Die schweren Regentropfen prasselten auf den Boden. Ein kleines Mädchen im Alter von sechs Jahren stand weinend auf der Straße. Sie trug ein dunkelblaues schlichtes Kleid und hatte ihre dunklen Haare zu zwei Zöpfen geflochten. Niemand blieb stehen, um das Kind nach seinen Eltern zu fragen, um zu fragen warum es ganz allein auf der verkehrsreichsten Straße Flitterwoods stand. Niemand interessierte sich für sie. Viel zu sehr waren die Leute damit beschäftigt nach Hause zu kommen, um sich am Kamin wärmen zu können.

Elsa kam gerade vom Markt zurück. Sie war eine große, schlanke und beeindruckende Frau.
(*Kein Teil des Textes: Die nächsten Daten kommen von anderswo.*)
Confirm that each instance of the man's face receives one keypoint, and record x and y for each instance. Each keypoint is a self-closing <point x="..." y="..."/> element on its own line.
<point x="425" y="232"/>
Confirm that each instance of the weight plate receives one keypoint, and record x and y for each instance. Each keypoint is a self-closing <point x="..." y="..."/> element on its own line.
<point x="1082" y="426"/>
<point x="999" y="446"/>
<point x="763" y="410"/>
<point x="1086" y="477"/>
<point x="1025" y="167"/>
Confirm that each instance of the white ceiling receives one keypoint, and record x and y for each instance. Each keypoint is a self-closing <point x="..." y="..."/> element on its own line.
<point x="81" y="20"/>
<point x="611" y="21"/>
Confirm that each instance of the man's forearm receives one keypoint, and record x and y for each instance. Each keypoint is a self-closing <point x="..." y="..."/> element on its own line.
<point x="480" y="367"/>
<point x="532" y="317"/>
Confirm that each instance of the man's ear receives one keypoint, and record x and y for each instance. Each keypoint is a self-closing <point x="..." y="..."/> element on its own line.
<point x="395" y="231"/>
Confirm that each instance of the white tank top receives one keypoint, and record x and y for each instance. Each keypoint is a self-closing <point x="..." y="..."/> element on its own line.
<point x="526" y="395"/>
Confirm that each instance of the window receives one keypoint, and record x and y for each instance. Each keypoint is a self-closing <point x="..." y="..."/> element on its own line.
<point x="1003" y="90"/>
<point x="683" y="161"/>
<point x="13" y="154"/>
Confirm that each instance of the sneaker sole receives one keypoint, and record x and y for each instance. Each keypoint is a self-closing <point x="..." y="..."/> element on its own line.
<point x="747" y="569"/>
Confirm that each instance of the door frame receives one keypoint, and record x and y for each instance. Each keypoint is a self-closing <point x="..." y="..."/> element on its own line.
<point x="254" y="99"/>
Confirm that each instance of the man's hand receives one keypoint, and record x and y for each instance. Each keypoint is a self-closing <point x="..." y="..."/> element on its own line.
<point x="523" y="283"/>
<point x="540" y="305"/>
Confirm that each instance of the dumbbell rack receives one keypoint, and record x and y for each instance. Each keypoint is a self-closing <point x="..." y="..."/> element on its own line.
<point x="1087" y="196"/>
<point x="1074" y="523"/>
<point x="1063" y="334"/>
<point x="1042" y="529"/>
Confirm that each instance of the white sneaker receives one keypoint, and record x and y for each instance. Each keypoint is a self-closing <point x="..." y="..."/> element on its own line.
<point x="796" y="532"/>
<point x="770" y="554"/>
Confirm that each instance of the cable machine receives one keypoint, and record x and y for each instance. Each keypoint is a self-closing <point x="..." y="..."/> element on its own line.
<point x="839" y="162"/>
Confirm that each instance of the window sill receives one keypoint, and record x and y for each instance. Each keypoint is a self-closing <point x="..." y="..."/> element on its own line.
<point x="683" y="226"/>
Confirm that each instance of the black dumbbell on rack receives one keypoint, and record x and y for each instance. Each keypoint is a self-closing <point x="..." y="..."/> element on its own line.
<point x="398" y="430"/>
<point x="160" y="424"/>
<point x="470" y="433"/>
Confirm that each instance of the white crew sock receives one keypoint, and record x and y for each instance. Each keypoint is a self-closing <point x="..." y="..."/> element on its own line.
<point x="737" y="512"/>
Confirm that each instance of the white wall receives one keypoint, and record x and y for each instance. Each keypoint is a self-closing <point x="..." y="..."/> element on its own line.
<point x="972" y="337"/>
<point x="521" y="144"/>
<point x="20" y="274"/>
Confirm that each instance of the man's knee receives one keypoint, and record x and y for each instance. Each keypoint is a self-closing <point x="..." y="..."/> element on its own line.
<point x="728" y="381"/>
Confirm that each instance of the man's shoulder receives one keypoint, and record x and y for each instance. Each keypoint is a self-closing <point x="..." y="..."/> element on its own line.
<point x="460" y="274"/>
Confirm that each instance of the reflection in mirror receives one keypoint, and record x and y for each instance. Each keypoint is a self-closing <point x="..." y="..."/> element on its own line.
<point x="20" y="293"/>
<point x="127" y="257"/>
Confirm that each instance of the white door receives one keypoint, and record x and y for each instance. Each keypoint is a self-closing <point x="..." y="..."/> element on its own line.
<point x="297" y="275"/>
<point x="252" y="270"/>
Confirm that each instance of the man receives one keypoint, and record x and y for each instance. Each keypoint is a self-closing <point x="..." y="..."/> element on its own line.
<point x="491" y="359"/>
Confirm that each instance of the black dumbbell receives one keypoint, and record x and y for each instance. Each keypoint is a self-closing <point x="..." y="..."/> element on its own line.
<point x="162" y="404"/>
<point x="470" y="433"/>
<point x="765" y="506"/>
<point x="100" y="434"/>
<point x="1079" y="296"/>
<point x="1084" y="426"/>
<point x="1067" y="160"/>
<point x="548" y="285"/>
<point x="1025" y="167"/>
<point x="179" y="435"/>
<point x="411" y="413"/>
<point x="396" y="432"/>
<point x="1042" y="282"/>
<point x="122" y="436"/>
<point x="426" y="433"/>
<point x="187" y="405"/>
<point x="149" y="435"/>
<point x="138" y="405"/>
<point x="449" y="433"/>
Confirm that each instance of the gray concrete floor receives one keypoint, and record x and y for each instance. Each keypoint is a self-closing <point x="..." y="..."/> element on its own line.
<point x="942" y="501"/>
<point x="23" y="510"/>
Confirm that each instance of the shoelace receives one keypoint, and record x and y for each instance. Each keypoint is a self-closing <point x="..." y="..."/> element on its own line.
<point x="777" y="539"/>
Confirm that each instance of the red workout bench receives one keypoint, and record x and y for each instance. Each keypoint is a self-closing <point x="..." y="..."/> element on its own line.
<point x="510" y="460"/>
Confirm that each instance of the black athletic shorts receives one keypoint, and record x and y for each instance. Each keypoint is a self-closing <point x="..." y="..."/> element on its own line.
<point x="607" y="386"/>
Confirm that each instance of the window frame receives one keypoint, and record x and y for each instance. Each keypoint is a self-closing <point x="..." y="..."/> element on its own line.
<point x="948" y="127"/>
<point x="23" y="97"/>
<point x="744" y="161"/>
Als Gemahlin eines Mediziners war sie hochangesehen und hätte ihre Waren gar nicht auf dem Markt verkaufen müssen, aber sie tat es dennoch gern und sicherte sich, ihrem Mann und ihrer kleinen Tochter damit ein zusätzliches Einkommen ab.

Ihr fiel das Mädchen sofort auf. Mitgefühl war schon immer eine Eigenschaft gewesen, die Elsa in Mengen besaß. Darauf bedacht, dass sie ihre Töpfe nicht fallen ließ, während sie die Straße überquerte, schritt sie auf die Kleine zu und kniete sich dann vor ihr hin. Die Töpfe stellte sie neben sich ab.

„Du bist ja ganz durchfroren. Wo sind denn deine Eltern?“ Besorgt zupfte sie ein paar Haarsträhnen aus dem Gesicht des Mädchens und befühlte kurz ihre Stirn, um festzustellen, ob sie vielleicht krank war. Ein Glück – ihre Stirn war nicht heiß.

Das Mädchen blickte Elsa ängstlich an, bevor sie leise sagte: „Sie sind tot.“

Elsas Augen weiteten sich und dann erkannte sie das Kleidchen, das dem Mädchen zu eigen war. Es war aus dem Waisenhaus. Alle Mädchen dort trugen solche Kleider. Sie musste weggelaufen sein. Oder fand sie vielleicht den Weg nicht mehr zurück?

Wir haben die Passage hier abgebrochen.